South Korea's central bank kept its policy interest rate steady, maintaining a cautious ​stance as the conflict in Iran threatens to heat up ‌inflation and weigh on growth in an economy heavily dependent on Middle Eastern energy – Reuters. (Why you should care – the potential for a broader ceasefire negotiation with Iran should allow the Bank of Korea to look through any recent inflation growth)
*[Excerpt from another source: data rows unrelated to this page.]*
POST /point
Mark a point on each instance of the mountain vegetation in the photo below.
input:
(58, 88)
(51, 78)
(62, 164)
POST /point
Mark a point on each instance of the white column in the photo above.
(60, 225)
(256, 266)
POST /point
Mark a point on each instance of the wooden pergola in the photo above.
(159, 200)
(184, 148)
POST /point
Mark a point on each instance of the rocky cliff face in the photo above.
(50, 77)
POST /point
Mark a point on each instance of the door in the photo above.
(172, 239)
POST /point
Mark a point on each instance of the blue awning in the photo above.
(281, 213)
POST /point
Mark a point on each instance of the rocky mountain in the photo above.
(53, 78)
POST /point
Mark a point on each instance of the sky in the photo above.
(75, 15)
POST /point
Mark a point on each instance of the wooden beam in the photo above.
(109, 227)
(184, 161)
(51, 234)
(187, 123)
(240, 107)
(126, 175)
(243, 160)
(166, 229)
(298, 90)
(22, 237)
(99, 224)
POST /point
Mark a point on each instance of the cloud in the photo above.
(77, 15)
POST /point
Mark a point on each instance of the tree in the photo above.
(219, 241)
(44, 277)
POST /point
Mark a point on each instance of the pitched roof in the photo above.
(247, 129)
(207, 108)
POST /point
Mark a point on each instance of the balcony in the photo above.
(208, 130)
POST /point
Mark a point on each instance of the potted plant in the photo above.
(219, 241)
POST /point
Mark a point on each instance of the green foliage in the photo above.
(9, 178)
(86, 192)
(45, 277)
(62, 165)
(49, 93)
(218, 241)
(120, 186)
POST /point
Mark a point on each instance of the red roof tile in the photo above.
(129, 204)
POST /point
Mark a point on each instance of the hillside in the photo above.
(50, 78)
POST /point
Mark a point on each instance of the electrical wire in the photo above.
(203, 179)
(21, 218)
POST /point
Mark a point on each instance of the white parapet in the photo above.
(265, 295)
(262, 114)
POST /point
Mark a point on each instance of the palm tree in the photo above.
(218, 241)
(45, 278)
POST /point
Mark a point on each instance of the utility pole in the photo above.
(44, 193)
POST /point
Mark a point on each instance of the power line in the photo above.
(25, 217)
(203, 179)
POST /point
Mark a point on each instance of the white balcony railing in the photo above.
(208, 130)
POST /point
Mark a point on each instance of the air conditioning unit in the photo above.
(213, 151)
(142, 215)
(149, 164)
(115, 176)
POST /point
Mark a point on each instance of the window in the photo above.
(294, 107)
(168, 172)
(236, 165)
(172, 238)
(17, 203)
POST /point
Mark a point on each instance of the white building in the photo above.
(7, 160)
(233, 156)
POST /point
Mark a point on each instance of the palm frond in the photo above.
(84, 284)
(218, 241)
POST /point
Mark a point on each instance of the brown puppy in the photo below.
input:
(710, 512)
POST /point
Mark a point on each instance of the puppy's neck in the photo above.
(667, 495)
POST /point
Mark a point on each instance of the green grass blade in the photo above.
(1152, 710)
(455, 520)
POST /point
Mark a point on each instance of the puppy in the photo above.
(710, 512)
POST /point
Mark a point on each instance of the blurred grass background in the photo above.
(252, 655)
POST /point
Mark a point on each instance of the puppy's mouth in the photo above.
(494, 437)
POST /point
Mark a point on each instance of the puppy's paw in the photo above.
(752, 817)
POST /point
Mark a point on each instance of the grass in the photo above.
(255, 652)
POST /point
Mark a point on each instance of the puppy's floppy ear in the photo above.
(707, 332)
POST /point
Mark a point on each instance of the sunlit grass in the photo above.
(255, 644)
Israel will begin direct negotiations with Lebanon after Israeli Prime Minister Benjamin Netanyahu instructed his cabinet to start talks following repeated requests from Beirut; the announcement came after European nations and Pakistan, the host of talks this weekend between Washington and Tehran, said the Israel’s attacks risked undermining efforts to forge lasting peace – WSJ. (Why you should care – the proposal for discussions with Lebanon removes an impediment for Iran negotiations commencing this weekend)

U.K. Prime Minister Keir Starmer promised to strengthen the country's economy and military to cope with a more "volatile and dangerous" world, saying the Iran war must become a turning point for Britain after two decades of crises – Reuters. (Why you should care – the comments point to more spending on military equipment and advanced technology)

NATO Secretary-General Mark Rutte is pushing U.S. allies in Europe to make concrete commitments in the coming days for a mission to secure the Strait of Hormuz following a meeting with President Trump; Rutte said that European allies ⁠“are doing everything the United States is asking,” even as he acknowledged some had been “a bit slow” to offer support when the U.S. launched its military operation in Iran – WSJ. (Why you should care – securing the area would support international law that states the free transit of traffic must be allowed through the Strait of Hormuz)

Economic Calendar:

Earnings – LOT, UNTY

Bank of Korea Monetary Policy Announcement

China – CPI, PPI for March

Norway – CPI for March (2 a.m.)

U.S. – CPI for March (8:30 a.m.)

U.S. – Real Earnings for March (8:30 a.m.)

Canada – Employment Change for March (8:30 a.m.)

Canada – Unemployment Rate for March (8:30 a.m.)

U.S. – Factory Orders for February (10 a.m.)

U.S. – Michigan Consumer Sentiment for April (10 a.m.)

U.S. - Baker Hughes Rig Count (1 p.m.)

U.S. - CFTC’s Commitment of Traders Report (3:30 p.m.)

Fed Releases Balance Sheet Updates on Commercial Banks (4:15 p.m.)